Helping restore habitat and protect native plants and animals on Michigan island
Michigan Sea Grant coordinated efforts to team up students with scientists to monitor Pitcher’s thistle and effectiveness of treatments to reduce invasive Phragmites on Big Charity Island.
Michigan’s Charity Islands in Lake Huron provide important habitat for resident and migratory birds, reptiles and amphibians, and native plant species. The Pitcher’s thistle – a federally and state-listed threatened species – grows along the sandy perimeter of Big Charity Island, part of the U.S. Fish and Wildlife Service Michigan Islands National Wildlife Refuge. A non-native rapidly spreading grass, Phragmites australis, is displacing native plant species and degrading wildlife habitat there.

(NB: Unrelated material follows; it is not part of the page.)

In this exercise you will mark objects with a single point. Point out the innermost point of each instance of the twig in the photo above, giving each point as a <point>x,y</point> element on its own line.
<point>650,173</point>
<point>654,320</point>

Michigan Sea Grant coordinated efforts to team up students with scientists to monitor Pitcher’s thistle and effectiveness of treatments to reduce invasive Phragmites on Big Charity Island. Students collect data to monitor Pitcher’s thistle populations and also calculate densities of Phragmites stands to evaluate success of treatments applied to manage this plant. The project has resulted in a long-term Pitcher’s thistle monitoring and coastal habitat improvement effort becoming established. The school is installing a greenhouse where high school students will take charge of rearing plants from seeds collected on the islands as part of this restoration effort.
- Conducting surveys every spring and fall since 2016, students have documented 476 Pitcher’s thistle plants while surveying close to 500 yards of coastal dune areas.
- Students also planted nearly 100 Pitcher’s thistle seedlings in 2016.